Meet the Authors
Thomas Gilovich is Professor of Psychology at Cornell University. His research deals with how people evaluate the evidence of their everyday experience to make judgments, form beliefs, and decide on courses of action, and how they sometimes misevaluate that evidence and make faulty judgments, form dubious beliefs, and embark on counterproductive courses of action. He is also interested in the emotional states that both influence and follow from people’s judgments. He is author of How We Know What Isn’t So: The Fallibility of Human Reason in Everyday Life, and with Gary Belsky, Why Smart People Make Big Money Mistakes—and How to Correct Them: Lessons from the New Science of Behavioral Economics. He co-edited, with Dale Griffin and Daniel Kahneman, Heuristic and Biases: The Psychology of Intuitive Judgment.

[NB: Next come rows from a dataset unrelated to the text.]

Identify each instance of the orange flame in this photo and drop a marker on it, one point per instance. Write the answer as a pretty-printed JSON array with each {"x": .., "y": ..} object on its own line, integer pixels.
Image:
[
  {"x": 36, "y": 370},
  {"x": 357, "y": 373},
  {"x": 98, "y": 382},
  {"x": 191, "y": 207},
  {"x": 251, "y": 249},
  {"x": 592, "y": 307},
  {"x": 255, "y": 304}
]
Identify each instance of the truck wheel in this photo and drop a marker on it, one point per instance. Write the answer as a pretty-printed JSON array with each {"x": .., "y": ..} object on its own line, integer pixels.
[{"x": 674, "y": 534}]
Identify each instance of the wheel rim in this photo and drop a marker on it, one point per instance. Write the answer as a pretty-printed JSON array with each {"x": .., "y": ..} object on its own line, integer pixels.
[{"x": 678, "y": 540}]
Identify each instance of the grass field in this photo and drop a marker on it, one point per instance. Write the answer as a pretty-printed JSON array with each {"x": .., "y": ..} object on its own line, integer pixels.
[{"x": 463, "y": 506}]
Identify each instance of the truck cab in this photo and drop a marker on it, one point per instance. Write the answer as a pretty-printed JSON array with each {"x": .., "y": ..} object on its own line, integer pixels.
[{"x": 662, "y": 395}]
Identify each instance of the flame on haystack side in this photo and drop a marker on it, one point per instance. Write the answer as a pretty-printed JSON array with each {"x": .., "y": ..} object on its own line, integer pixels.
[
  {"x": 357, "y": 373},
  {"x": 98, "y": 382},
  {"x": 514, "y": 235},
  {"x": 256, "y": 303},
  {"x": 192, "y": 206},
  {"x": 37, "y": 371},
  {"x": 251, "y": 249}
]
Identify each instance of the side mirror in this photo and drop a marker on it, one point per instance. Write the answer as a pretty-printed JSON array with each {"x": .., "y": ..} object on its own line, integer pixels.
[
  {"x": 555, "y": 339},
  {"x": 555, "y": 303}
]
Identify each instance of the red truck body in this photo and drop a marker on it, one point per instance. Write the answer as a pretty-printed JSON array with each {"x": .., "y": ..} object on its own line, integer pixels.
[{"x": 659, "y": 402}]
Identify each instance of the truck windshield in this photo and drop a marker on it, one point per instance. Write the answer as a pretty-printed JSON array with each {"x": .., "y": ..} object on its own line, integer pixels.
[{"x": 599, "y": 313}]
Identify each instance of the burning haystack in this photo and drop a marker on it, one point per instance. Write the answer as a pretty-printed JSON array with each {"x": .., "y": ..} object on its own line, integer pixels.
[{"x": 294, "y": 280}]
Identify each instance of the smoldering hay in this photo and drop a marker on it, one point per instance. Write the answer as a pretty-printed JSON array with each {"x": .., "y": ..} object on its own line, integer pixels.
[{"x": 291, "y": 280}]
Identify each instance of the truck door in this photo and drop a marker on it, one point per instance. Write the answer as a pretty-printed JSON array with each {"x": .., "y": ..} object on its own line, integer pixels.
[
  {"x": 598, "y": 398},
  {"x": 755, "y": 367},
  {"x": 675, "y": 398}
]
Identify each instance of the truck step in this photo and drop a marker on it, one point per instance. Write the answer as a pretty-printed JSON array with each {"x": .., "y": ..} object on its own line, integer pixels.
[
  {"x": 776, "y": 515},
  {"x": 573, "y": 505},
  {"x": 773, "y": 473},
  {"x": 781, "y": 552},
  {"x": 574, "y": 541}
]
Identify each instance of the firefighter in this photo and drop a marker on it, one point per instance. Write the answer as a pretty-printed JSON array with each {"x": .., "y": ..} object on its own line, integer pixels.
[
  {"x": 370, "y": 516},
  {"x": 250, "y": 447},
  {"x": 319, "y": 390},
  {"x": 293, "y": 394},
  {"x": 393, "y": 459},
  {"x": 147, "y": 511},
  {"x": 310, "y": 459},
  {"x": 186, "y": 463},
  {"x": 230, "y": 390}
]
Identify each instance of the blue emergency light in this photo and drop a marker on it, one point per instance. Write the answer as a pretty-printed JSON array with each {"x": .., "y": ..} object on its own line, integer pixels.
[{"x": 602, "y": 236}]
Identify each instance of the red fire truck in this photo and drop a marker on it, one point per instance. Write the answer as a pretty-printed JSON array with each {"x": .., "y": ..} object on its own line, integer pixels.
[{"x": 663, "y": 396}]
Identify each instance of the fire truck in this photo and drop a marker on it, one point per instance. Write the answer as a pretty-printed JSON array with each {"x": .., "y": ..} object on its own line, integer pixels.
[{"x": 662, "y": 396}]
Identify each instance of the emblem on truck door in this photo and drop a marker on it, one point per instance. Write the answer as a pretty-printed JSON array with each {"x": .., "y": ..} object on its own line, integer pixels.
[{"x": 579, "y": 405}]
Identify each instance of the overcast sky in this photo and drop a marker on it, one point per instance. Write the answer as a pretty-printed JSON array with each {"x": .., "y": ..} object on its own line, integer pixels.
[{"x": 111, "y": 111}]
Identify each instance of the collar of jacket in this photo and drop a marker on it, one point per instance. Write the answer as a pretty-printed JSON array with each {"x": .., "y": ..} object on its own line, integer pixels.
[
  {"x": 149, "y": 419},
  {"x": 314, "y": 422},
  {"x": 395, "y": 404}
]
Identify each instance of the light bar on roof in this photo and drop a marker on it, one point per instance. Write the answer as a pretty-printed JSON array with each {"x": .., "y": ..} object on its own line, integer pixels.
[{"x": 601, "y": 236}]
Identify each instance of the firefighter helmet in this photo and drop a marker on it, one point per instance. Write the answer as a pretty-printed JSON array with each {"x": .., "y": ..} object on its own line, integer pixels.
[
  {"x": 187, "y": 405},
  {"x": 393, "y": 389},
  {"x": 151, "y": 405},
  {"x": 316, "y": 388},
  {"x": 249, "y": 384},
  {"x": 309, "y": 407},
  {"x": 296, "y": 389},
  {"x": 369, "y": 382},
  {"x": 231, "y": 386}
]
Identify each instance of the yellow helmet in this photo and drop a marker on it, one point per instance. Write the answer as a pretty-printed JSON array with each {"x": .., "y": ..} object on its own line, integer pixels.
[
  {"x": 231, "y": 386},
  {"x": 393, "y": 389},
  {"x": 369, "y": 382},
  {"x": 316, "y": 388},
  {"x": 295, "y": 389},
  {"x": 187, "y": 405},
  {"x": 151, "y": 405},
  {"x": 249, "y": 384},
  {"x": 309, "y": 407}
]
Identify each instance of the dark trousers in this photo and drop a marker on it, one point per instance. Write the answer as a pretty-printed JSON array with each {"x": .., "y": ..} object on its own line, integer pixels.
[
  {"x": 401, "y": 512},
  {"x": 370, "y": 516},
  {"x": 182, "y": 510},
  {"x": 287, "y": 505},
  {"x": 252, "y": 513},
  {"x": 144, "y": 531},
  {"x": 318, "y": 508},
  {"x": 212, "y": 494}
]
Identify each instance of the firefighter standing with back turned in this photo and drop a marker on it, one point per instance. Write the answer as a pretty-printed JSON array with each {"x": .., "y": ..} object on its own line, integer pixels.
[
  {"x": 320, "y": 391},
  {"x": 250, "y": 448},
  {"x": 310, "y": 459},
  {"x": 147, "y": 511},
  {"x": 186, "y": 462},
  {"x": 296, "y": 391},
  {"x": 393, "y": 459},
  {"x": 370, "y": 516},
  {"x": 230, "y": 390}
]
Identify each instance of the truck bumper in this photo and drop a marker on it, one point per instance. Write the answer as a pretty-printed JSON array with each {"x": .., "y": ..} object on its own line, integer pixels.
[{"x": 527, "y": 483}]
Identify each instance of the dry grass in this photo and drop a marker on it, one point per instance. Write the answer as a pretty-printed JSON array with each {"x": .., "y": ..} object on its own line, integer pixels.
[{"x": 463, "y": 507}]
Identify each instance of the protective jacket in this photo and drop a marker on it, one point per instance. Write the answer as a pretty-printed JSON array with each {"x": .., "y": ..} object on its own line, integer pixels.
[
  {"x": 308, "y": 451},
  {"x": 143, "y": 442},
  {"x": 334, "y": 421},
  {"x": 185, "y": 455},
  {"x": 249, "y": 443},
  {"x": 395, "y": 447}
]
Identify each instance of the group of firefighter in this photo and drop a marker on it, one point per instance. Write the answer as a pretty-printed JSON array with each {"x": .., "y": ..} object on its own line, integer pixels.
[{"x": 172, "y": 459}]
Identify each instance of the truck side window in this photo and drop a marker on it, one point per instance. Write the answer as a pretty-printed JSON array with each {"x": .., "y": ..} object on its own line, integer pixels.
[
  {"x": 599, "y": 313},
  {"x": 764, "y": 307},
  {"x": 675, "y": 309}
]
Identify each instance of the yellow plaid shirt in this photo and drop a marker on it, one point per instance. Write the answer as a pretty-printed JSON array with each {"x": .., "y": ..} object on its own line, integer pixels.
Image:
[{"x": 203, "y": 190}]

Dacher Keltner is Professor of Psychology at the University of California, Berkeley. He also co-directs the Center for the Development of Peace and Well-Being. His research focuses on the prosocial emotions, such as love, sympathy, and gratitude, and processes such as teasing and flirtation that enhance bonds. He has conducted studies in three areas of inquiry. A first looks at the determinants and effects of power, hierarchy, and social class. A second is concerned with the morality of everyday life, and how we negotiate moral truths in teasing, gossip, and other reputational matters. A third and primary focus is on the biological and evolutionary basis of the benevolent emotions, including compassion, awe, love, gratitude, and laughter and modesty.
Richard Nisbett is Theodore M. Newcomb Distinguished University Professor of Psychology at the University of Michigan and Senior Research Scientist at Michigan’s Institute for Social Research. He co-directs the University’s Culture and Cognition Program. He is a recipient of the Distinguished Scientific Contribution Award of the American Psychological Association and the William James Fellow Award of the American Psychological Society and is a member of the National Academy of Science and the American Academy of Arts and Sciences. He is author of The Geography of Thought: How Asians and Westerners Think Differently . . . and Why, and, with Dov Cohen, Culture of Honor: The Psychology of Violence in the South.